No sabía que aquella tarde lluviosa terminaría
compartiendo la mesa con una víbora. Antes que nada y que todo, estaba la
lluvia. Había que hablar de ella como algo más que el efecto abominable de una
tormenta tropical o del huracán en turno. La lluvia amanecía en toda su
propiedad como un sol líquido, como luz que escurre imperceptiblemente por la
piel, pero eso sí, nunca como lluvia, como simple lluvia. La lluvia sirve para recordarnos
sobre nuestra condición impermeable, a veces lívida, impenetrable. Hace
consciente la frontera de la sensación. Consterna.
También, entre la lluvia y la víbora había que traer a colación una ciudad. La ciudad como espejo: el otro, el que está en movimiento,
el que es incapaz de quedarse quieto, el que es y no es, el que es sin ser, el
que nos borra y dibuja. Hay que citar a la ciudad en la esquina precisa donde
se convierte en un abrazo, en una sonrisa; en la continuidad de tu puerta, en
la mesa de la cafetería donde más que café te bebes el tiempo y te bebes al
otro.
A veces, la ciudad pasa de ser espejo para volverse
espejismo. He ahí la pasión de la lluvia. He ahí también el porqué se inunda
para volverse un mar donde la imagen reposa. La ciudad, también es un nudo que
atan los que se buscan y desatan los que se encuentran.

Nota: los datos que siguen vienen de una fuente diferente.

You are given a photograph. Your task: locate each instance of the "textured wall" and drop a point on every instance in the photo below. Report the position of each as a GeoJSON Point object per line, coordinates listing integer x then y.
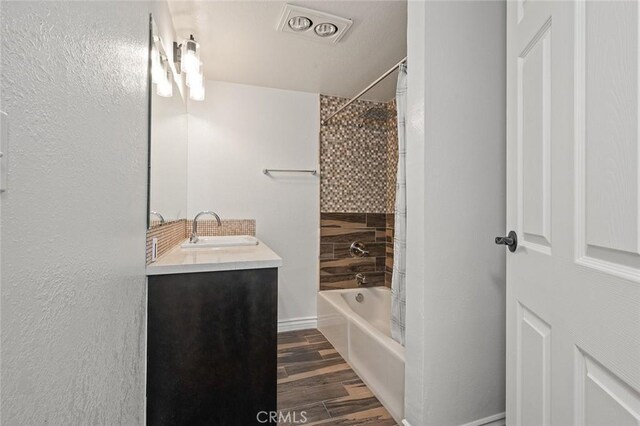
{"type": "Point", "coordinates": [73, 221]}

También había que mencionar que esta tarde en la ciudad
que llovía había una mesa en la que un hombre se imaginaba sentado en una mesa
una tarde que llovía en una ciudad espejo. Ese hombre pensaba que el agua y la
lluvia no venían de ningún lado, ni iban a ningún otro.
¿Qué tal si el agua brinca la bardita y se vuelve una
anémona? ¿Qué tal si la anémona en realidad es una brisa o un rugido? ¿Qué tal
si tras su transparencia se vuelve cualquier cosa, por ejemplo, una víbora?
En ese caso habría que decir que la víbora es el alma
del agua que serpentea hasta instalarse frente a un café. Hay que decir que se
estira, delgada como es, para alcanzar un cigarro. Hay que verla fluir en el
esplendor sinuoso de sus curvas y quedarse ahí largas horas en su risa.
Esa víbora de agua que viene de una ciudad espejo una
tarde lluviosa, bien podría ser la lluvia misma o su espejismo. Mientras tanto,
el hombre que está sentado en una mesa imaginando que es un hombre sentado en
una mesa en realidad es un perro.
Piensa en establos, puercos, gallinas y heno. Pero no
piensa: siente. Siente el agua que se enrosca en sus ojos, en la lengua bífida
de una gota de lluvia, en la piel inalcanzable que se eleva ante él, en la
mirada profunda y al mismo tiempo alegre de la víbora. Piensa y siente que el
tiempo no pasa y cuando pasa, siente y piensa que no lo ha vivido. Ha vivido
demasiado poco lo que poco a poco se vuelve demasiado. Está ahí, sorbe su café,
enciende otro cigarro, la lluvia desapareció, la ciudad se transformó en un
gris espejismo, la víbora se esfumó, regresó a su condición de humo, de sueño,
de belleza que se aleja diciendo adiós con la mano.